THE THING TO REMEMBER about bear-baiting is that, like “reality” television, there is very little about it that is real. This cruel spectacle, enjoyed by English kings and commoners alike for nearly 800 years, always weighted the odds heavily against the bear. Had they not, there would have been no one to bet on but the bear. Mastiffs and Bulldogs are fearsome beasts, but neither of them could last five minutes in a fair fight with an angry bear.
The bear simply had to be handicapped. Accordingly, the baiters took care to chain the bear by the leg, or the neck, to an iron stake driven into the middle of the bear-pit. They were also careful to set more than one dog against the bear. Sometimes, to be absolutely certain that the dogs had a fighting chance, the baiters would pull the bear’s canine teeth and pare-back his lethal claws.
Thus was the uncertainty of the encounter heightened, and the range of outcomes upon which to place a wager multiplied. How many dogs would the bear be able to kill or maim before he was brought low? How long could the chained and defanged creature hold out? One hour? Two?
King Henry VIII enjoyed the sport so much he had a bear-pit constructed at his Whitehall palace. It is not recorded how much the sovereign won or lost betting against the bears.
Sad to say, sovereign powers are still engaged in bear-baiting. The bear in question may be the symbolic representative of Russia, but the principle is the same. De-fang it by stripping away all the territories you can trick or bribe into abandoning their homeland. Pare back its claws by means of economic sabotage and diplomatic chicanery. Chain it unfairly behind indefensible borders. And then send in your dogs.
And were there ever dogs so vicious as the dogs of the West? The dogs of NATO? Poor Mikhail Gorbachev: bedazzled by dreams of a democratic and de-militarised Eastern Europe; intoxicated by the idea of a free and mutually supportive association of nation states stretching all the way from the North Sea to the Pacific Ocean; he foolishly neglected to get in writing President George H. W. Bush’s guarantee that NATO would not advance “one inch” beyond the River Elbe.
How could he have forgotten the old Russian proverb that no less a person than Ronald Reagan had quoted to him (in passable Russian) Doveryay, no proveryay: “Trust, but verify.”

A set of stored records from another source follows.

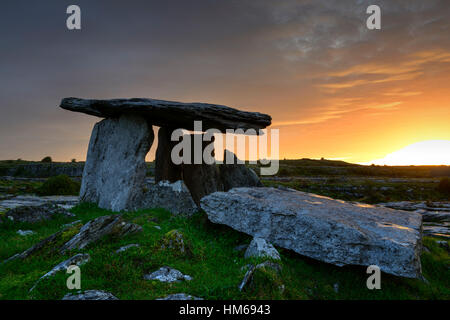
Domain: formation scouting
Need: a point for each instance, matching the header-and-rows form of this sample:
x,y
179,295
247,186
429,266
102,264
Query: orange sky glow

Ah, but those NATO dogs are cunning fellows. Thirty-two years after Bush and his Secretary of State, James Baker, gave their word to Gorbachev, they snarl at the Russian bear: “Where’s your proof that NATO ever offered such a guarantee? You have no proof. You lie!”
The Western Media, a dog whose teeth are every bit as sharp as NATO’s, gleefully inserts the word “contested” whenever the Russian President, Vladimir Putin, repeats Gorbachev’s claim.
In this baiting game, however, no dog is more gangrel, greedy or vicious than the puppet-regime purporting to represent the people of the Ukraine. Installed by the Americans in 2014, after their armed gangs of self-avowed fascists had driven the elected government from power, Kyiv’s humble servants have kept a very useful small-war smouldering on Russia’s border for 8 years. Their signature on the Minsk Protocol as worthless as all their subsequent protestations of peace and goodwill.
It is certainly fine sport, this high-stakes game of bear-baiting. Ukraine’s dog goes in first, hackles raised, teeth bared. Close behind sidle NATO’s new members – Poland, Romania, Bulgaria and the Baltic States – jaws slavering, US-supplied fangs gleaming. While all around them, wild and eager, the newshounds of the Western media bark and bark and bark. Only France and Germany hang back. They’ve baited this bear before and know from bitter experience how sharp are its teeth, how dangerous its claws.
But, what is this? What has happened to the chain that the baiters were at such pains to reassure the gamblers remained firmly fastened around the bear’s neck? And surely those claws are much longer than they should be? Dear God! That Ukrainian dog has ventured much too close – can someone not pull him back beyond the reach of those powerful arms?
We have wagered everything on NATO’s dogs. How could we have missed the Russian bear’s nuclear teeth?